Gay Party Company Goes After Another Gay Party Organizer Over Generic 'Gay Days' Trademark

by
Timothy Geigner
from Techdirt on (#462J)

Trademarks on generic terms and phrases make for the silliest, and often the strangest, battles. In particular, I find it detestable when companies that are serving small, niche groups of people who have every reason to band together in solidarity, instead bicker unnecessarily over even the most common kinds of language. This was the case when comic conventions went to battle over the now generic term "comic-con." It's been the case when game-makers have gone after other game makers over a phrase as generic as "would you rather."

And now, for reasons I can't particularly fathom, a company out of Florida called Gay Days Inc. has forced a gay pride festival in Southern California to change its name from "Gay Days" because apparently the LGBT community doesn't have bigger fish to fry besides bickering over insanely generic trademarked terms.

Organizers for the festival over Easter weekend changed the name from Cathedral City Gay Days to Cathedral City LGBT Days after a Florida company notified the city about a trademark it owns on the phrase "gay days."
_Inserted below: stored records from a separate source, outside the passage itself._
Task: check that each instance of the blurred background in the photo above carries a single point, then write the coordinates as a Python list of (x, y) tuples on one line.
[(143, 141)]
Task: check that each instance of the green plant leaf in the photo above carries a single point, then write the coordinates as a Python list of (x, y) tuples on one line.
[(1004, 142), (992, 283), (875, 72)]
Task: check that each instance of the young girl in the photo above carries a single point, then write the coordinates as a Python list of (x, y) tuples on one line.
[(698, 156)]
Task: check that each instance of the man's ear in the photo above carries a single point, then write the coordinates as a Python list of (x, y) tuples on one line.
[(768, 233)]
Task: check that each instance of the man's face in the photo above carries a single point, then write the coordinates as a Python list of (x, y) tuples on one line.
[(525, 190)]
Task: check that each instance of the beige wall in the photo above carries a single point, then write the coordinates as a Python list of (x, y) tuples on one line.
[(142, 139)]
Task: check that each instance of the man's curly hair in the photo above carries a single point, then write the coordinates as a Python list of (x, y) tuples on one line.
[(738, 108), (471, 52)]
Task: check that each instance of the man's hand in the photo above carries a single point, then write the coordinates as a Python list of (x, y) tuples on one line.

Gay Days Inc., the company behind gay parties in Orlando, Las Vegas and Orlando, said in a Jan. 12 email from company President Chris Alexander-Manley it would take all necessary steps to protect the trademark "including, but not limited to, the institution of formal legal proceedings."
On the one hand, I suppose it's kind of a nice symbolic moment in the progression this country has undergone in how we look at the civil rights of the LGBT community that rather than focusing on solidarity, there are court fights over "gay days." On the other hand: what the shit? How does the USPTO even grant a mark on such a generic term, one that, by the way, has been in use long before Gay Days Inc. used it or was granted the trademark? Cathedral City, a wonderfully progressive city, appears to be asking the same questions.
The switch happened well before a major marketing push for the April 3-5 event got underway, said Chris Parman, spokesman and events manager for Cathedral City, a city that neighbors gay-friendly Palm Springs in California's Coachella Valley. The festival is set to include a bar hop, film screenings in downtown Cathedral City, a Saturday night disco party and Easter egg hunt on Sunday morning. It's taking place at the same time as the Dinah Shore Weekend in Palm Springs.

"To me the name ('gay days') is so generic. I don't see how on Earth anyone could have that be a trademarked phrase," Parman said. "It's no different than 'pride parade,' or 'pride' or 'gay pride.' I think if you look, all of them have tried to be trademarked at some point."
But, hey, this is America, after all. The land of the free to lock up language and use it against the very people who share your own interests unnecessarily. Progress of a kind, I suppose.